Ukraine ‘tense’ as Jewish mother and daughter die in explosion

Flowers left at Schifol Airport in The Netherlands, home of 193 victims of Flight MH-17

British charities working in Ukraine this week said the situation in the country remained “tense” after a Jewish mother and daughter were killed in an explosion in the eastern city of Luhansk and an Israeli died on Flight MH-17.

Their warning comes as pressure mounts on Russian President Vladimir Putin to end his support for pro-Russian rebels, who are widely assumed to have downed the Malaysian civilian aircraft with a surface-to-air missile.

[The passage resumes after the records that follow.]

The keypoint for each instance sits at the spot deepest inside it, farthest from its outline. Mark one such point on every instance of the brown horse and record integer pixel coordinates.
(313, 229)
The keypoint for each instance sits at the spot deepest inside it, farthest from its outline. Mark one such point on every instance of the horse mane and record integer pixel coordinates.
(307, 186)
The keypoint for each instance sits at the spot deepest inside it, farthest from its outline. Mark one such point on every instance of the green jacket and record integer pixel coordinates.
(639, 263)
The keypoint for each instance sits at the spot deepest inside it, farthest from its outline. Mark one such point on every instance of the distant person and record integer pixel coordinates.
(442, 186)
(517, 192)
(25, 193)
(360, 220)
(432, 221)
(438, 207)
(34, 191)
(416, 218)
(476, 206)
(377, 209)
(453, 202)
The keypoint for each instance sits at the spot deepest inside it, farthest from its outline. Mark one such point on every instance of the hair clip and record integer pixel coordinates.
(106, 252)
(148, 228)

“Our thoughts and prayers are with the families and friends of the 298 passengers tragically killed in last week’s plane crash and the Jewish family and others killed in Luhansk,” said World Jewish Relief (WJR) Campaign Manager Richard Verber.

“As the situation remains tense, we are increasing our work across Ukraine, supporting those most in need.”

Separatists in east Ukraine were this week being accused of hampering crash site investigators, after the Malaysia Airlines flight came down over rebel-held territory.

Of those killed, 193 were Dutch nationals, alongside victims from Israel, Britain, Canada, Australia, Malaysia, Germany, Belgium, Indonesia and the Philippines.

International outrage deepened on Monday when Ukrainian Prime Minister Arseniy Yatseniuk described how the pro-Russian rebels had loaded 251 bodies onto a train, which they then prevented from leaving.

Tony Abbott, the Australian prime minister, blasted the probe into Thursday’s crash, describing it as “absolutely shambolic,” adding that the aftermath was being treated “more like a garden clean-up than a forensic investigation”.

Meanwhile, in Luhansk, Svetlana Sitnikov, 57, and her daughter Anna, 31, were caught up in fighting between government forces and rebels as they headed out to go shopping.

Zelig Brez, a local Jewish community leader, praised the women as being “among the most active members of the community”. Anna’s 4-year-old son, Vadim, was due to be with them, he said, but the boy had been taken by his grandfather at the last minute.

Other aid agencies, such as the American Jewish Joint Distribution Committee, said they had rehoused hundreds of families flee battle zones in the industrial east, where experts estimate that there are now 80,000 people displaced from the fighting.